Implementations of the claimed invention generally may relate to allocation of memory and, more particularly, to dynamic allocation of memory among processes.
In data processing, sometimes a memory is logically partitioned for use by a number of processes. If four processes are running, for example, the memory may be partitioned into four portions corresponding to each of the processes. If the processes are related (e.g., as parts of a pipeline process), such partitioning scheme may allocate each process some minimum amount of the memory to prevent deadlock. The remaining amount of the memory above this aggregate minimum amount may be allocated among the processes to facilitate greater performance by the processes.
When the number of processes using a memory changes, it may be desirable to change the allocation of the memory to optimize for the new number of processes (e.g., three or five, instead of the four processes in the above example).
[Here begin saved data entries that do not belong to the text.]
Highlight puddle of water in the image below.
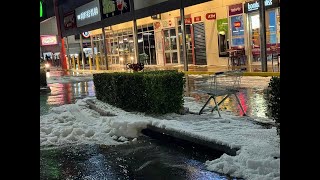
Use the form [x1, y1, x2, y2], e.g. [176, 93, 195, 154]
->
[185, 75, 270, 119]
[40, 81, 95, 116]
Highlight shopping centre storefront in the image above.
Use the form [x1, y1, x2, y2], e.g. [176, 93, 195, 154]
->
[59, 0, 280, 70]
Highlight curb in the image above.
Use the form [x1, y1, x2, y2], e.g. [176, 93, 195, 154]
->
[182, 71, 280, 77]
[69, 69, 280, 77]
[144, 125, 239, 156]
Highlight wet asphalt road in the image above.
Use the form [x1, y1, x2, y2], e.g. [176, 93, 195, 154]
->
[40, 137, 239, 180]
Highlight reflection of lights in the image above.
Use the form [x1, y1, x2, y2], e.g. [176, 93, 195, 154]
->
[84, 82, 88, 93]
[46, 72, 50, 78]
[77, 82, 81, 95]
[237, 92, 247, 116]
[88, 81, 95, 97]
[251, 14, 260, 29]
[143, 32, 152, 35]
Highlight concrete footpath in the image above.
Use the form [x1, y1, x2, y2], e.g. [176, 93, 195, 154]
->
[65, 64, 280, 77]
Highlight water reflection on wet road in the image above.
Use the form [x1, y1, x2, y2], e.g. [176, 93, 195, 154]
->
[40, 137, 239, 180]
[185, 75, 270, 118]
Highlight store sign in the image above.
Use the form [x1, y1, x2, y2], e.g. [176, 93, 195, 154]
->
[217, 18, 228, 34]
[41, 35, 58, 46]
[82, 32, 90, 38]
[75, 0, 101, 27]
[64, 11, 76, 30]
[229, 3, 243, 16]
[194, 16, 201, 22]
[185, 18, 192, 24]
[206, 13, 216, 20]
[134, 0, 168, 10]
[40, 1, 43, 17]
[162, 19, 175, 28]
[234, 21, 241, 28]
[244, 0, 280, 13]
[101, 0, 130, 19]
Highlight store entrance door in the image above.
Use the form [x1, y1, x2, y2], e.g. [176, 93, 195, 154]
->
[163, 28, 179, 64]
[248, 9, 280, 63]
[193, 22, 207, 65]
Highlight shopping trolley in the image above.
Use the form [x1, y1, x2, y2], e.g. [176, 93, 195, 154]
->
[198, 68, 246, 117]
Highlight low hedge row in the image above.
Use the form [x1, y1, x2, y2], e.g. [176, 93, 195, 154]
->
[40, 69, 47, 87]
[93, 71, 185, 114]
[267, 76, 280, 135]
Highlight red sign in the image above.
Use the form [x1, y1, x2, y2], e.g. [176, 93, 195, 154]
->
[234, 21, 241, 28]
[185, 18, 192, 24]
[206, 13, 216, 20]
[194, 16, 201, 22]
[229, 3, 243, 16]
[40, 35, 58, 46]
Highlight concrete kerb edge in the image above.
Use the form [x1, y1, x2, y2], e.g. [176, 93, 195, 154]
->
[145, 124, 239, 156]
[68, 69, 280, 76]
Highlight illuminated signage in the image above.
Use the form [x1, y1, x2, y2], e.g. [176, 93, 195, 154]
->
[229, 3, 243, 16]
[75, 0, 101, 27]
[41, 35, 58, 46]
[185, 18, 192, 24]
[206, 13, 216, 20]
[82, 32, 90, 38]
[234, 22, 241, 28]
[194, 16, 201, 22]
[101, 0, 131, 19]
[244, 0, 280, 13]
[40, 1, 43, 17]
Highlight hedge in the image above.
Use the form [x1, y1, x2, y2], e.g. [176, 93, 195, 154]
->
[93, 70, 185, 114]
[40, 69, 47, 87]
[267, 76, 280, 135]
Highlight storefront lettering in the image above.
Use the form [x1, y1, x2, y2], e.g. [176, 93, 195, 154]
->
[41, 36, 58, 46]
[194, 16, 201, 22]
[185, 18, 192, 24]
[229, 3, 243, 16]
[247, 0, 275, 12]
[77, 7, 99, 21]
[230, 7, 241, 13]
[75, 0, 101, 27]
[206, 13, 216, 20]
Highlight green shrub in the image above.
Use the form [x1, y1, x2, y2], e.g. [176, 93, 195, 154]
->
[93, 71, 185, 114]
[267, 76, 280, 135]
[40, 69, 47, 87]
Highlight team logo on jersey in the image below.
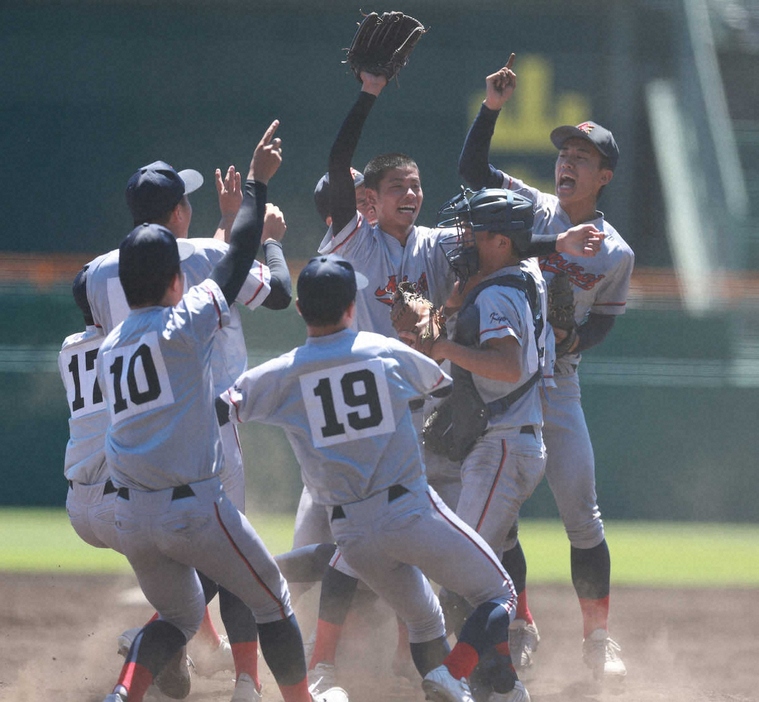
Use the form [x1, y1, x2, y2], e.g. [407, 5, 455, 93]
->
[540, 253, 605, 291]
[374, 272, 430, 306]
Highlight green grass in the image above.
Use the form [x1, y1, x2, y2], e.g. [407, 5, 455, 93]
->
[2, 508, 758, 587]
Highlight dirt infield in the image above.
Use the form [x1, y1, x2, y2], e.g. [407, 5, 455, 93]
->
[1, 571, 757, 702]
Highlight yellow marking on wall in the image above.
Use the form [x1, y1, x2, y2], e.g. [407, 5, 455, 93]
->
[469, 55, 591, 154]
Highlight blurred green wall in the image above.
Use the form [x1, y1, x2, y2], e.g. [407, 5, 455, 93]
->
[3, 0, 757, 522]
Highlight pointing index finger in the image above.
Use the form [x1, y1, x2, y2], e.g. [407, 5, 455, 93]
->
[505, 53, 516, 70]
[261, 119, 280, 145]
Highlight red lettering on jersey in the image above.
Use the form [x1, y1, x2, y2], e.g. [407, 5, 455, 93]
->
[539, 253, 606, 291]
[374, 272, 430, 306]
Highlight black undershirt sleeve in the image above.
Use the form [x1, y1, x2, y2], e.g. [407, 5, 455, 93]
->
[458, 103, 506, 191]
[260, 240, 292, 310]
[576, 313, 615, 353]
[329, 91, 377, 235]
[459, 104, 562, 258]
[210, 180, 266, 305]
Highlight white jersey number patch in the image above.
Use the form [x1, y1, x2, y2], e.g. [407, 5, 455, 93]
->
[101, 331, 175, 424]
[299, 359, 396, 448]
[62, 338, 105, 418]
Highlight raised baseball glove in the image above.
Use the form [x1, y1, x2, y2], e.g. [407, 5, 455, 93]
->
[390, 282, 447, 357]
[345, 11, 427, 83]
[547, 272, 578, 357]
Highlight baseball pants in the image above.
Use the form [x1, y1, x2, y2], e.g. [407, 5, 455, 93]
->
[114, 476, 292, 642]
[541, 371, 605, 549]
[457, 426, 546, 556]
[328, 478, 516, 644]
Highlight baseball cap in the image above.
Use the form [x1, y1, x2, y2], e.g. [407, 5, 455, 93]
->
[126, 160, 204, 223]
[119, 223, 181, 307]
[550, 121, 619, 171]
[297, 254, 368, 323]
[313, 168, 365, 222]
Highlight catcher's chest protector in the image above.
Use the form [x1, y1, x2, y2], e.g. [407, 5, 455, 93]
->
[454, 273, 543, 348]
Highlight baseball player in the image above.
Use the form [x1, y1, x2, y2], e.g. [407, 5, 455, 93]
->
[220, 253, 530, 702]
[96, 121, 333, 702]
[304, 68, 605, 688]
[83, 146, 291, 698]
[427, 188, 549, 702]
[458, 55, 634, 681]
[289, 167, 377, 587]
[59, 267, 115, 550]
[60, 266, 247, 700]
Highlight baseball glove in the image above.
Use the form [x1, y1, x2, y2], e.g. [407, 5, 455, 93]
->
[345, 11, 427, 83]
[547, 272, 578, 357]
[390, 282, 447, 357]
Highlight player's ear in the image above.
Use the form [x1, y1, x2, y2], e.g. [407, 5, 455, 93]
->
[600, 169, 613, 186]
[295, 298, 303, 318]
[364, 187, 378, 207]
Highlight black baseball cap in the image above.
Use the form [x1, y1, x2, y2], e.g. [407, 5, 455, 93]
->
[126, 160, 204, 223]
[297, 254, 368, 324]
[550, 121, 619, 171]
[119, 223, 181, 307]
[313, 168, 365, 222]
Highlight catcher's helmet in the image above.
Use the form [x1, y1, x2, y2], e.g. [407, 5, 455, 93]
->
[437, 188, 535, 282]
[437, 188, 534, 248]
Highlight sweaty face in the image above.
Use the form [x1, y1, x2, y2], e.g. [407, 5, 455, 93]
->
[371, 166, 423, 233]
[554, 138, 611, 208]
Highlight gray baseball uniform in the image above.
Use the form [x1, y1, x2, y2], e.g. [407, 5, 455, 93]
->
[86, 237, 272, 510]
[223, 328, 516, 643]
[318, 216, 456, 335]
[59, 324, 120, 551]
[454, 261, 548, 556]
[498, 174, 634, 550]
[97, 278, 291, 640]
[291, 217, 460, 567]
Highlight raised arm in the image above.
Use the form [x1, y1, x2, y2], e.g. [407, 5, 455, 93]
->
[210, 120, 282, 305]
[328, 72, 386, 234]
[260, 204, 292, 310]
[213, 165, 243, 242]
[458, 55, 517, 190]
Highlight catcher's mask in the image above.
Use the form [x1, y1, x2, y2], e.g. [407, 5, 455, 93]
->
[437, 188, 535, 281]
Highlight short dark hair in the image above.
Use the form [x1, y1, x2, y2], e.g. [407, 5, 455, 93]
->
[119, 224, 181, 308]
[363, 153, 419, 191]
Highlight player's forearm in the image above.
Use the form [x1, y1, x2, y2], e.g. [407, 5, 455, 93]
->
[575, 313, 615, 353]
[329, 91, 377, 233]
[260, 240, 292, 310]
[516, 233, 560, 258]
[211, 180, 267, 305]
[458, 104, 504, 190]
[432, 338, 522, 383]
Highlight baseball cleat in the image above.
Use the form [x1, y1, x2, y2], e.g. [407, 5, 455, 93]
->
[508, 619, 540, 672]
[154, 645, 192, 699]
[103, 694, 127, 702]
[582, 629, 627, 681]
[191, 635, 234, 677]
[422, 664, 474, 702]
[230, 672, 262, 702]
[311, 686, 350, 702]
[117, 626, 142, 657]
[307, 662, 338, 694]
[487, 681, 531, 702]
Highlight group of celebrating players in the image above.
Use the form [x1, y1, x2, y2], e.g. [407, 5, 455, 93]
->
[59, 38, 633, 702]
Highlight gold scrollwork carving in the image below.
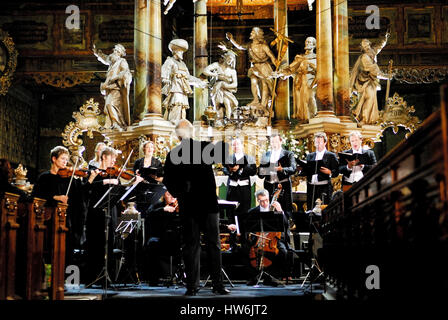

Some or all of the existing processes, however, may have associated data in the memory, and such data may fall into another process's portion of the memory or may be orphaned if its process is discontinued. Thus, the memory is typically flushed (e.g., emptied of data) before it may be re-partitioned among the new number of processes. In some cases, the in-process data may be immediately deleted/flushed from the memory and reloaded as appropriate under the new partitioning scheme. In other cases, the in-process data may be implicitly flushed from the memory by allowing the processes to completely process it before repartitioning the memory.
Regardless of the scheme used for flushing, however, flushing the memory may adversely affect performance of the processes. Flushing the memory before partitioning or allocation may delay the processing of data by the old processes, the new processes, or both.